三フッ化塩素は、化学式 ClF3 で表される非常に反応性の高いハロゲン間化合物です。これは個々のイオンからなる塩ではなく、共有結合した分子であり、極めて強い酸化力とフッ素化能力で知られています。基本的な背景については ハロゲン間化合物の化学 を参照してください。

構造と結合

この分子は、中心の塩素原子に三つのフッ素原子が結合し、さらに孤立電子対を持つことで立体配置が決まっています。VSEPR の考え方では、ClF3 は三方両錐形の電子配置から導かれる T 字形の分子構造をとります。この化合物における塩素の形式酸化数は +3 であり、フッ素の方が電気陰性度が高いため、電子密度はフッ素側へ引き寄せられます。構成元素の参考として、塩素 と フッ素 もご覧ください。

物理的・化学的性質

ClF3 は揮発性が高く、化学的攻撃に強いとされる多くの材料にも激しく反応する、きわめて危険な物質です。水と激しく反応して腐食性の高いフッ化水素などを生じ、接触した有機物や無機物に着火させることもあります。強いフッ素化能力と酸化性をあわせ持つ点は、単体フッ素や他のハロゲン間化合物とも異なります。データや危険性の概要については 酸化と安全性 を参照してください。

用途と応用

  • 工業的フッ素化: 他の試薬では適さない場面で、フッ素原子を導入する特殊工程に用いられます。
  • 核燃料処理: 歴史的には、厳密に管理された施設で、特定のウラン化合物をより揮発性の高いフッ化物へ変換するために用いられました。
  • 洗浄・表面処理: 厳格な条件下で、有機残渣や一部の金属酸化物の除去に使われたことがありますが、より安全な代替法が優先されます。
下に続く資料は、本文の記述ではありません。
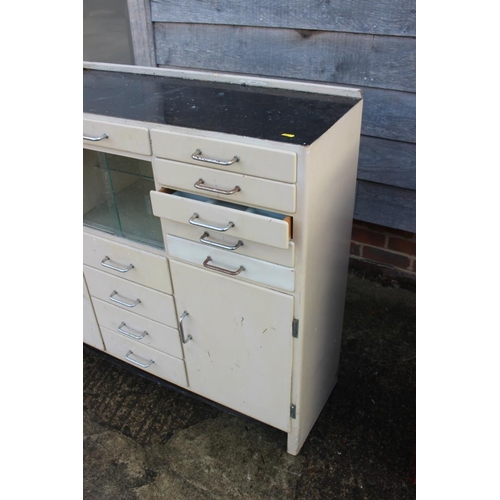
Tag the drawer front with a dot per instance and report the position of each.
(282, 256)
(148, 269)
(138, 328)
(257, 161)
(139, 299)
(253, 191)
(123, 137)
(240, 224)
(258, 271)
(150, 360)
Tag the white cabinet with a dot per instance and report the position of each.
(217, 214)
(240, 350)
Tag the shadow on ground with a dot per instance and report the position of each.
(143, 441)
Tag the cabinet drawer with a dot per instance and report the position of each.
(255, 270)
(139, 299)
(253, 160)
(245, 190)
(138, 328)
(282, 256)
(148, 269)
(150, 360)
(231, 221)
(123, 137)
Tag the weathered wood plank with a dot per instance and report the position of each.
(387, 162)
(345, 58)
(385, 17)
(389, 114)
(385, 205)
(141, 29)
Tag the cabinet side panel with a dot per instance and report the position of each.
(91, 331)
(327, 189)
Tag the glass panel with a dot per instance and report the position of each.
(132, 181)
(99, 210)
(106, 32)
(116, 197)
その危険性のため、日常的な使用は、十分な工学的管理と緊急対応計画を備えた環境に限られます。取り扱いと緊急時の指針は、物質安全データや産業規格などの権威ある資料に基づくべきです。詳しくは 安全指針 を参照してください。

注目点: ClF3 は、一見小さな分子であっても、非常に大きな危険性と能力を持ちうることを示す例です。一般的な工業試薬の多くよりはるかに反応性が高く、特殊な容器、手順、訓練を受けた人員を必要とします。その研究と限定的な利用は、フッ素化学と産業安全のより広い実践にも影響を与えてきました。